As anyone who has ever handled official information knows, discussing sensitive work with colleagues in public places is a no-no. Talking about the most important diplomatic negotiations the UK has undertaken in decades in a Brussels bar teeming with reporters is an absolute no-no-no. A senior civil servant like Ollie Robbins knows this perfectly well. So it is tempting to conclude that his helpful explanation of the backstop trap in the Withdrawal Agreement to a colleague was designed to be both overheard and reported.
To what end? To provoke the expected backlash from Brexiteer MPs in order to persuade the EU that they really must move on the backstop or face no deal? Or to set up the expectation of a capitulation very late in March, thus allowing more no-deal contingency plans to be put in place while the EU hangs tough thinking that the Commons will still roll over and either swallow the Withdrawal Agreement whole or beg to continue talks?

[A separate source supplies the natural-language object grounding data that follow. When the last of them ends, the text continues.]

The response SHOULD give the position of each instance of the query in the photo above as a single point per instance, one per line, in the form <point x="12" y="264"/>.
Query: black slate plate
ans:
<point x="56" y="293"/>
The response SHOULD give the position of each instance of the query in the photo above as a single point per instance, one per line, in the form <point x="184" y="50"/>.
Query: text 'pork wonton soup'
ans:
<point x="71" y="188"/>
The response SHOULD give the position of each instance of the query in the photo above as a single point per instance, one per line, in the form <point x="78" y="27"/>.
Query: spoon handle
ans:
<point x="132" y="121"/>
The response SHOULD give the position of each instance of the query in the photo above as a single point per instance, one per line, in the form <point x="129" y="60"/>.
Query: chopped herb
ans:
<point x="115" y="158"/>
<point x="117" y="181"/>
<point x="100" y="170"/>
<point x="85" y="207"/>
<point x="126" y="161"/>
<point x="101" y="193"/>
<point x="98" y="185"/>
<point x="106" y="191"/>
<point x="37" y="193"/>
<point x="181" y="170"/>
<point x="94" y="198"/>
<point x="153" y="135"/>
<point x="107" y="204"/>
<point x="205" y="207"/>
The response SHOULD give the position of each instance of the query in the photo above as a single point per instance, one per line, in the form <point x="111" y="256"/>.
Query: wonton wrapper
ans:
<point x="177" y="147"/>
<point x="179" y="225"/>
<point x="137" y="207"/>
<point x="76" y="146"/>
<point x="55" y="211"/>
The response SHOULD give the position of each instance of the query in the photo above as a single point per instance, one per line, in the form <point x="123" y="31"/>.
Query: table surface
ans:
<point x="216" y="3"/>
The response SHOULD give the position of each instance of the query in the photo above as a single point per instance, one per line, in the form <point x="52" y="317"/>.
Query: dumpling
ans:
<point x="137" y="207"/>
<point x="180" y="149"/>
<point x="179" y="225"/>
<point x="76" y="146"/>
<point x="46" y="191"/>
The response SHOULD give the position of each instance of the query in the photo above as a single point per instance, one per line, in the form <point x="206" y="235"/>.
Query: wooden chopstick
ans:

It is very likely that Mr Robbins had a licence from Number 10 to be indiscreet. And whatever he said, he knows that it is not within his or the Prime Minister’s power to extend Article 50 negotiations without also getting a Bill through Parliament to repeal the European Union Withdrawal Act which sets the date of the UK’s departure for 29th March. That is by no means an easy ask when even non-binding Brexit motions and amendments are assuming monumental significance and lead to pitched parliamentary battles.
The Brexiteer backlash has produced an effect, however, that must surely have been anticipated – namely a probable refusal by Tory Brexiteers to support a government motion on the Withdrawal Agreement because it also implies that leaving the EU on WTO terms is not an option. This keeps the No-Deal sword of Damocles hanging over the negotiating table until the last minute, when Michel Barnier’s team may finally notice it inching towards their heads… By which time certain EU member states will probably be feeling a great deal more heat from their business communities and will be much more disposed to negotiate rather than to dictate.
This interpretation may, if course, be wildly optimistic, and it could all be down to too much Belgian beer after a long day at the office. But one lives in hope.